I think you’d have to say with coffee, it’s mainly cultural patterns. So there’s incredibly high coffee consumption especially in Northern Europe. I mean, it’s really bonkers numbers. Like, Finland has the world record of 26 pounds of coffee per head per year. That’s half a pound of coffee per person per week. I mean, it’s really insane. They must just drink it continuously. Brazil is in 14th place with 13 pounds per head. The United States, actually, is relatively modest, 25th with 9 pounds. But the frontier of coffee expansion is China, where coffee has become a status symbol for young Chinese. Bubble tea, as well, but coffee is the cutting edge of Western-style consumption. And that’s a giant market because currently Chinese consume about half a pound of coffee per capita. In the big cities, it’s way more than that, but that’s across the whole country. And so, if you’re in the coffee business, seeing whether you can break into that market is a gigantic possibility. And so there has been really large-scale mobilizations of capital in the hope of building a Starbucks for China, a coffee chain with that kind of penetration.
CA: The German philosopher Jürgen Habermas wrote about how coffee is deeply linked to the rise of political liberalism in the West via coffeehouses as places where people began meeting and talking about politics. What specific role does coffee play in that story?
AT: This is Habermas’s classic second dissertation, The Structural Transformation of the Public Sphere. For Habermas, it was actually rather an important kind of expansion of the Marxist argument because he wanted to show that modern development and capitalist development made promises to democratic open discourse that it fails to deliver on. His argument was that early modern capitalism, through this trade in coffee, opened up spaces of discourse—the coffeehouses that were spreading in London from the middle of the 17th century. So these were places that you could go and drink a cup of something stimulating but not get drunk. These were new innovations, new places of meeting, where there was this aristocratic mingling with the new commercial bourgeoisie. And this, for Habermas, is what makes them so central.

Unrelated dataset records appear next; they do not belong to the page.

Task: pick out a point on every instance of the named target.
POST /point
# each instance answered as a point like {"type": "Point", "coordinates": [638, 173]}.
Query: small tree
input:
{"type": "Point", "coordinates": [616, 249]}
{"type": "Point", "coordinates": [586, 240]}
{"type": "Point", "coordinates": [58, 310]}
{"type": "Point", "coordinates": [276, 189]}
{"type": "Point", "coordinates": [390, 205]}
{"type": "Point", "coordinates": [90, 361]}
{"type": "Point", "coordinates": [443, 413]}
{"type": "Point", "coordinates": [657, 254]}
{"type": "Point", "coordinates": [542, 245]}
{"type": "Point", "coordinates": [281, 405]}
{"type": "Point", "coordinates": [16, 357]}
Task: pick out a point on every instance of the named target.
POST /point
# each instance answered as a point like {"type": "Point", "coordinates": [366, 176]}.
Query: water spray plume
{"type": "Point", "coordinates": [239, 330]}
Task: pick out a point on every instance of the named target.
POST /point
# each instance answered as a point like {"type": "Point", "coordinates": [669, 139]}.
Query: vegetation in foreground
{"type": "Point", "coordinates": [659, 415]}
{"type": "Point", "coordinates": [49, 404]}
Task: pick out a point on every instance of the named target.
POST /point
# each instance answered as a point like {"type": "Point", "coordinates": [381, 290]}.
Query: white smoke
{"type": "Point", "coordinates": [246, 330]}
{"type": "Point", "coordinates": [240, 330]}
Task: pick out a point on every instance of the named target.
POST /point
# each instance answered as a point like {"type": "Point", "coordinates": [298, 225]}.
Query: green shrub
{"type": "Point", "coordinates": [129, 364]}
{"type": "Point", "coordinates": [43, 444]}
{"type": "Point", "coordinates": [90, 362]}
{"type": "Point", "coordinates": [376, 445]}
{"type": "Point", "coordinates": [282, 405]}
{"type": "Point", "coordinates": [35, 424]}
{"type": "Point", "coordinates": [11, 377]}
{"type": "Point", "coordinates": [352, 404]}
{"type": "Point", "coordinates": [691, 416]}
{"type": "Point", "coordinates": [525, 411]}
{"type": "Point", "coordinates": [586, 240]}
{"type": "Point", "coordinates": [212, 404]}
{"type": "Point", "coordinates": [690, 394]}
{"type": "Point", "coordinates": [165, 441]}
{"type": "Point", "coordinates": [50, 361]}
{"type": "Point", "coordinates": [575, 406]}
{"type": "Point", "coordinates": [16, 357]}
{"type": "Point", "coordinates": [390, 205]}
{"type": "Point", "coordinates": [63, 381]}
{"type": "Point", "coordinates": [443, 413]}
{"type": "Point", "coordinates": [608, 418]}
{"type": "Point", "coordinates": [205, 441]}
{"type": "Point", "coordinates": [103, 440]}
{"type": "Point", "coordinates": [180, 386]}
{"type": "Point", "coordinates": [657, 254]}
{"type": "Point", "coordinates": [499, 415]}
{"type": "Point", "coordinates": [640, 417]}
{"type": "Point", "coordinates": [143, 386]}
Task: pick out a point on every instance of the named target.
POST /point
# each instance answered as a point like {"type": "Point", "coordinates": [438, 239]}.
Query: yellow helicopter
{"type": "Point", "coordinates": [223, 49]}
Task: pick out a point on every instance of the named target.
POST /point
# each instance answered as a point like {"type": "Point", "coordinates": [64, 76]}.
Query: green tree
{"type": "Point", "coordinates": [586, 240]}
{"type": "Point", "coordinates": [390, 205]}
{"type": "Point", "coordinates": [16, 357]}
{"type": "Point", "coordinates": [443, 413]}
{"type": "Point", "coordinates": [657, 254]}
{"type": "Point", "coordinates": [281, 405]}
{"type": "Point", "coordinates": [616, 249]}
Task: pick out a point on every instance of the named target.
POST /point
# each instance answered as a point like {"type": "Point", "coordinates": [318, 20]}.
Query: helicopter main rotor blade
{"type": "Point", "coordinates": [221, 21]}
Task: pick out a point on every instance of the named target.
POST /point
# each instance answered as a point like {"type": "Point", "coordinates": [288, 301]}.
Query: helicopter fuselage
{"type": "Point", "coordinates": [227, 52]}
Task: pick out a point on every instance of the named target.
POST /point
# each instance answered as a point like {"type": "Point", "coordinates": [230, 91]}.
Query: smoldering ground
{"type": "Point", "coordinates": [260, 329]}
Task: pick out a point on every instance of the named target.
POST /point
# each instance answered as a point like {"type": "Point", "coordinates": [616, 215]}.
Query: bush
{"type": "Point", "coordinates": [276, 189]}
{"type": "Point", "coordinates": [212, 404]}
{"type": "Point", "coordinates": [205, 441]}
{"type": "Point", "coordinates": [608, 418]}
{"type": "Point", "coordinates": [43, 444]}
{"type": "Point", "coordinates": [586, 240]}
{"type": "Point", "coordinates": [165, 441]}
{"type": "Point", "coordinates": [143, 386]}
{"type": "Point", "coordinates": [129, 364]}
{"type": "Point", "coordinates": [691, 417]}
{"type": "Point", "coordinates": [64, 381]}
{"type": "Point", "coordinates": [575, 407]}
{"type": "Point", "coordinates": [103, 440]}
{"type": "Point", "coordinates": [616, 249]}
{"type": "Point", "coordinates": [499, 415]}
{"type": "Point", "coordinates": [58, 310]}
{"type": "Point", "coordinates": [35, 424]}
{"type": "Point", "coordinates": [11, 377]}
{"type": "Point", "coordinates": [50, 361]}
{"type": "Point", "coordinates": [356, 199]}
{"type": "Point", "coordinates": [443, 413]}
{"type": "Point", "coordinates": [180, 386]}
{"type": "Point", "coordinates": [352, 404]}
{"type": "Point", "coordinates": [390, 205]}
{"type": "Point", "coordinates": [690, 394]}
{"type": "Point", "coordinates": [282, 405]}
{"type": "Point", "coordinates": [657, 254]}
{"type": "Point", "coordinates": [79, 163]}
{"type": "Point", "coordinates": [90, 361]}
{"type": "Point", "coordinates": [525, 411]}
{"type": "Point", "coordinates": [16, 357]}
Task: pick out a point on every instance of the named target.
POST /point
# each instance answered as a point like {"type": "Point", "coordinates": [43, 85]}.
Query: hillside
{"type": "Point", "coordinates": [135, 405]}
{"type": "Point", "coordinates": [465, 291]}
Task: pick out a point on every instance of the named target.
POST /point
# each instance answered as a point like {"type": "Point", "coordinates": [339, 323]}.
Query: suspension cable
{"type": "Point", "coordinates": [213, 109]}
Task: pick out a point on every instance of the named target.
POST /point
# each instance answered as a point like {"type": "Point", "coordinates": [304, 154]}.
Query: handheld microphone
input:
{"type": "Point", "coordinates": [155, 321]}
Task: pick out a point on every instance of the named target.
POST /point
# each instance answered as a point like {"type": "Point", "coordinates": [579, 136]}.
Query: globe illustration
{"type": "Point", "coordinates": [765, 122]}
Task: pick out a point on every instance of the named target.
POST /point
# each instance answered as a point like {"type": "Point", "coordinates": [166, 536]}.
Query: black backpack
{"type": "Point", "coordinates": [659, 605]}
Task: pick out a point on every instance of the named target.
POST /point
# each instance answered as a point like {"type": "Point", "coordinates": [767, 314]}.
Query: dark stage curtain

And, you know, it was recognized at the time. I mean, by the first decade of the 18th century, there were 3,000 coffeehouses opened across Britain. And the British government was very concerned about this. And in 1675, King Charles II, the restored dynast after the English revolution had beheaded his father, when he comes back to London, one of the things he does is to issue an edict against dissenting talk in coffeehouses. And not without reason. In the clash between Britain and its colonies in North America 100 years later, the coffeehouse again plays an absolutely crucial role. I mean, folks will know, of course, that tea and the taxation on tea became one of the key issues driving the rage of the colonists in New England against London. And as a result, the Continental Congress declared coffee America’s national drink to protest the British taxation. And in Philadelphia, in Boston, in Williamsburg, coffeehouses were centers of political ferment in the United States, as well, in the 18th century. That’s a role they also played in the French Revolution a couple of decades later. And the colonial history of the United States and its revolutionary history is also directly tied up with coffee. So, in that history of the liberal revolution, so called, of the early modern and 18th century, coffee plays a very important role.